Die Umsetzung des Modells würde unzweifelhaft zu wesentlich mehr Verkehr und zu einer weiteren Zunahme der Emissionen, die schon jetzt über den Grenzwerten liegen, führen. Der präferierte Entwurf ist nicht visionär und zukunftsgewandt. Die Stadt hat an dieser Stelle die Möglichkeit, eine Vorreiterrolle einzunehmen.

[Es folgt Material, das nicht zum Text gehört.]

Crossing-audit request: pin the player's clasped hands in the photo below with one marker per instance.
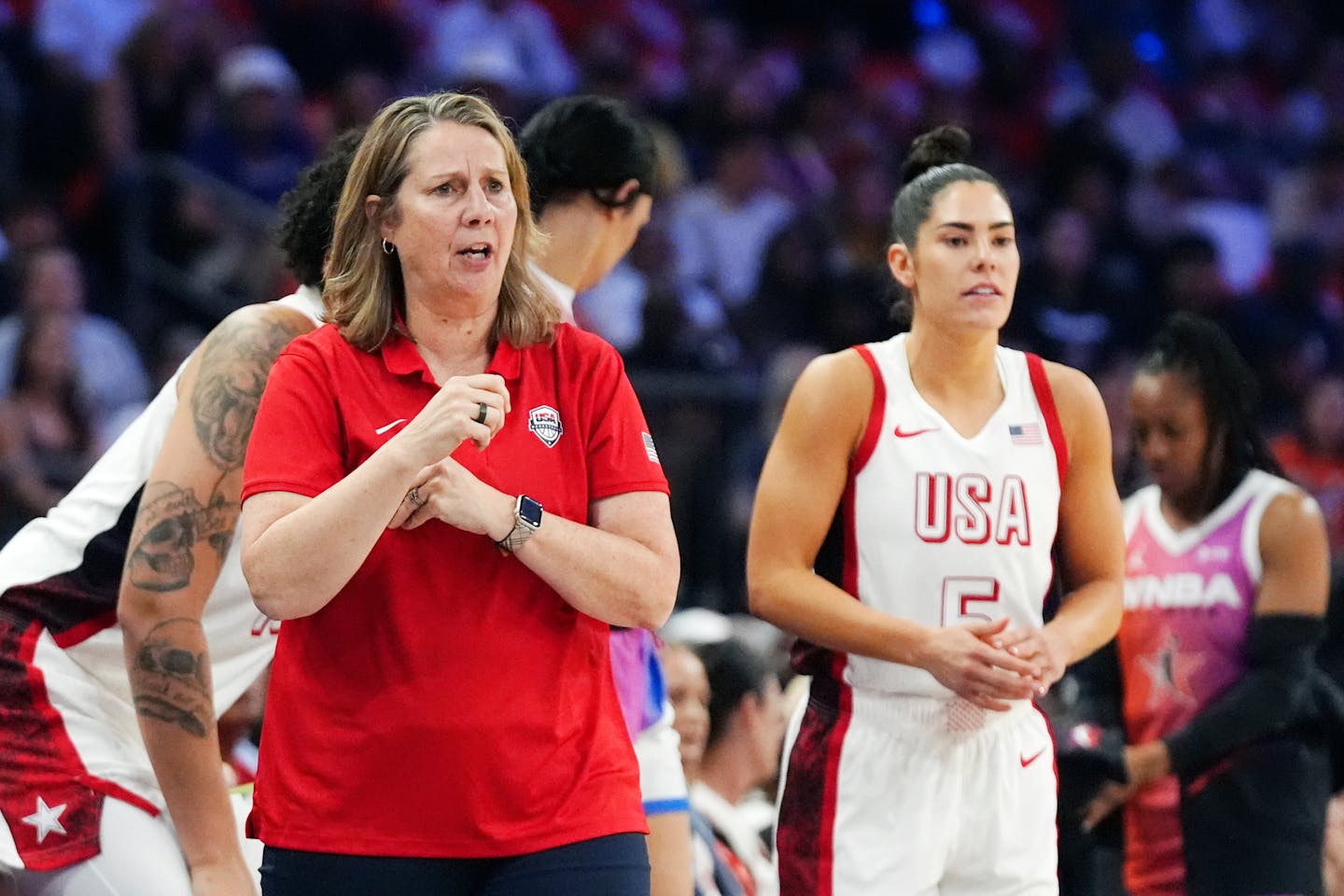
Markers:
(964, 658)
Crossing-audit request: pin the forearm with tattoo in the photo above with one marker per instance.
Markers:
(168, 526)
(194, 507)
(170, 676)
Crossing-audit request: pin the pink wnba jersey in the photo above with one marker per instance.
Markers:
(1188, 601)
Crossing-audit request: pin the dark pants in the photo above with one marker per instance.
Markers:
(616, 865)
(1258, 825)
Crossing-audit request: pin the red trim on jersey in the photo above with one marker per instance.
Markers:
(1046, 399)
(85, 630)
(875, 414)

Wir sind für eine lebens- und liebenswerte Innenstadt, in der nicht Kapitalinteressen Einzelner ganze Stadtteile ruinieren dürfen, sondern die Interessen der Bürger und touristische Interessen in Einklang gebracht werden. Wir Brandenburger sind gastfreundlich und begrüßen einen umwelt- und ressourcenschonenden Tourismus, sprechen uns aber gegen die „Tourismusindustrie“ aus, von der während der Präsentation des Entwurfes die Rede war.

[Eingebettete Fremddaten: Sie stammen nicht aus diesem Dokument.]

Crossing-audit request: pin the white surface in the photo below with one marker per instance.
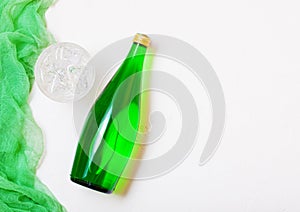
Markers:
(254, 47)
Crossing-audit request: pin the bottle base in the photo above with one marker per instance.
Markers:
(91, 186)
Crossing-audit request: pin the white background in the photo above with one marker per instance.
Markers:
(254, 47)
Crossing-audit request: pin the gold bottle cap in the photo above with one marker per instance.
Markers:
(142, 39)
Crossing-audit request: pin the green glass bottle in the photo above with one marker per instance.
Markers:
(111, 127)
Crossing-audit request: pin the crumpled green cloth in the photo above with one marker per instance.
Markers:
(23, 35)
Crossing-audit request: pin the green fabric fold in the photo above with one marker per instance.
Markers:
(23, 35)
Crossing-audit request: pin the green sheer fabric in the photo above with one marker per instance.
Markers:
(23, 35)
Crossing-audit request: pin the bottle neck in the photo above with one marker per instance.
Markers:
(137, 50)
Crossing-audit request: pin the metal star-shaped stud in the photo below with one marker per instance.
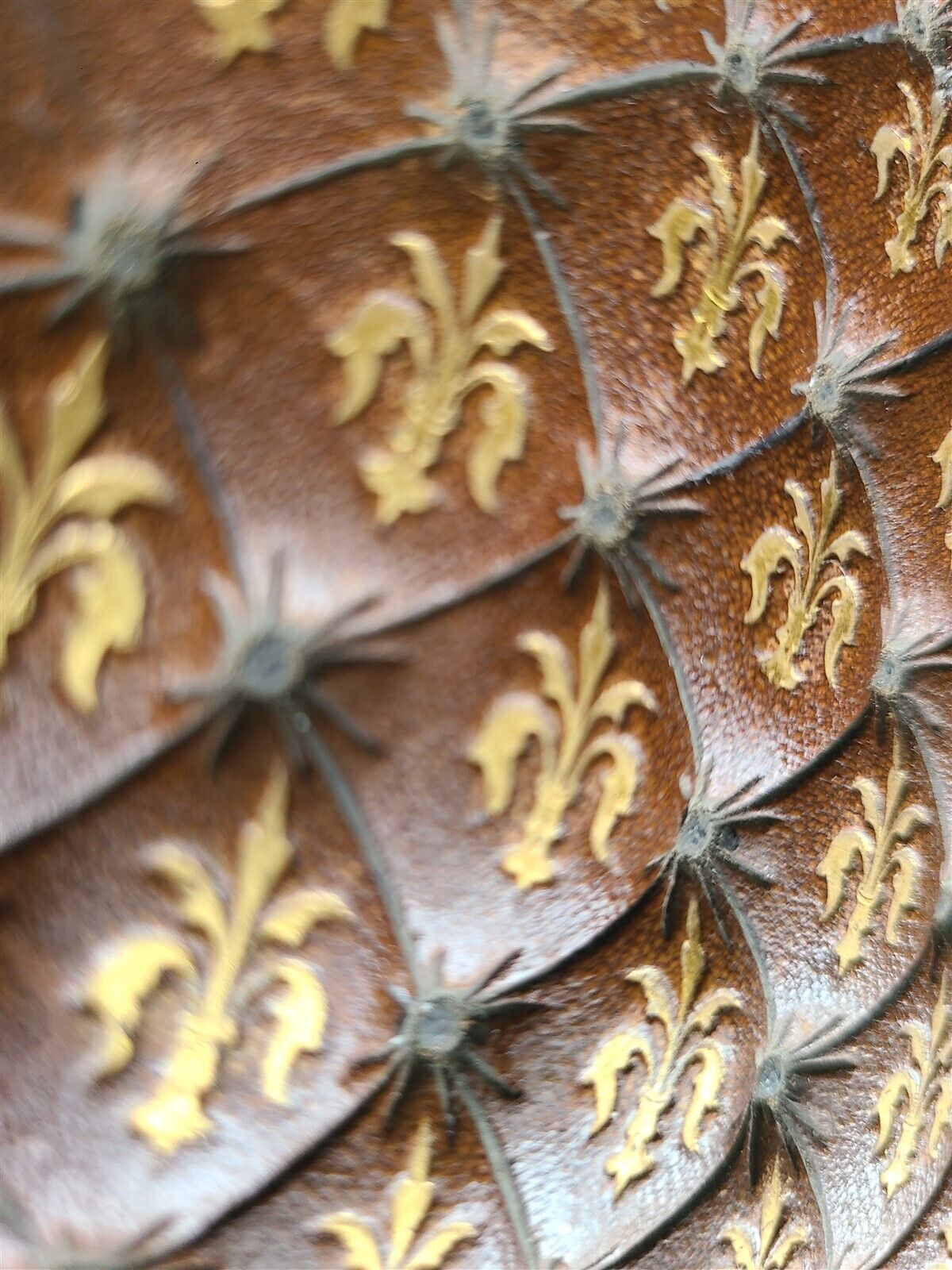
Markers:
(784, 1072)
(842, 379)
(438, 1037)
(708, 845)
(122, 241)
(754, 64)
(272, 664)
(486, 120)
(240, 25)
(903, 658)
(926, 27)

Wir rufen alle Brandenburgerinnen und Brandenburger zum Widerstand gegen diese monströsen Pläne der Stadtverwaltung, mit Frau Dr. Tiemann an der Spitze, auf. Verhindern Sie, dass aus dem grünen Herz der Innenstadt eine Betonwüste gemacht wird und schließen Sie sich den Aktionen der Bürgerinitiative an! Thorsten Schütte, Geschäftsführer der Premero Immobilien GmbH hat zugesagt, seinen Entwurf auf der nächsten Bürgerversammlung vorzustellen. Der Termin wird kurzfristig bekanntgegeben.